The .cpa domain is one of the internet's few truly restricted extensions: a credential-gated top-level domain reserved for licensed Certified Public Accountants and CPA firms. Unlike open suffixes that anyone can buy, .cpa is administered in association with the American Institute of CPAs (AICPA) and operated by CPA.com, and every registrant's license is verified before a name is issued. For accounting professionals, that verification is the entire point — a .cpa address tells clients, at a glance, that the firm behind it is a real, licensed CPA practice.

This page explains what .cpa is, exactly who can register it, how the eligibility checks work, and where it fits relative to mainstream alternatives like .com and accounting-adjacent niche options.

.cpa at a glance

FactDetail
TLD typeNew gTLD (restricted / specialty)
Registry operatorCPA.com (in association with the AICPA)
Year launched2020 (firms); individually licensed CPAs added in 2021
IDN supportNot a marketed feature; standard ASCII names
DNSSECSupported at the registry level
Registration restrictionsCredential-gated — licensed CPA firms and individually licensed CPAs in the US, Canada, or Ireland only; verified at registration and renewal
Best forLicensed accounting firms and CPAs wanting a verified, trusted web and email identity

What is .cpa?

.cpa is a new generic top-level domain (gTLD) delegated under ICANN's new gTLD program, but it belongs to the restricted, profession-specific category rather than the open commercial one. The AICPA was awarded the .cpa TLD by ICANN in 2019, and CPA.com — the AICPA's business and technology arm — administers and manages it. You can confirm the delegation and sponsoring organization on the IANA root-zone entry for .cpa, and the operator's own program lives at register.domains.cpa.

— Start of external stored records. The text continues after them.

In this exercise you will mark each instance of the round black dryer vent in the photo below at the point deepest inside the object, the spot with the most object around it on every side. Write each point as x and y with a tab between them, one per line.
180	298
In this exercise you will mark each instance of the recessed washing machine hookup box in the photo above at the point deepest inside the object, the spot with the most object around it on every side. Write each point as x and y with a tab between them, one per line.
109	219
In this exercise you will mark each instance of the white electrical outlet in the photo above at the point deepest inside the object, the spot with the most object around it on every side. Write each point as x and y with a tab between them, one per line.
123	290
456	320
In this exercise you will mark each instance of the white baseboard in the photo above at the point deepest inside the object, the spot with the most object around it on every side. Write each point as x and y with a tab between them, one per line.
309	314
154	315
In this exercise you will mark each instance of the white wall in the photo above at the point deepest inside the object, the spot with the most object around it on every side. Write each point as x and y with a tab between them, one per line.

Because it is a generic (not country-code) TLD, Google treats .cpa as a generic extension with no built-in geo-targeting. As Google Search Central explains, generic TLDs are not tied to a single country for ranking purposes, so a .cpa name does not signal "US-only" the way a ccTLD would. The defining characteristic is the restriction itself: most extensions sell to whoever pays, but .cpa sells only to whoever can prove a CPA credential, which makes the suffix function less like a marketing label and more like a verifiable badge.

History of .cpa

The AICPA applied for and won the .cpa string through ICANN's new gTLD expansion, securing ownership in 2019. Rather than open the floodgates, the registry rolled the namespace out in deliberate phases:

  • September 2020: licensed CPA firms gained access first.
  • Early 2021: individually licensed CPAs became eligible.
  • Later in 2021: availability expanded beyond the United States to select additional countries.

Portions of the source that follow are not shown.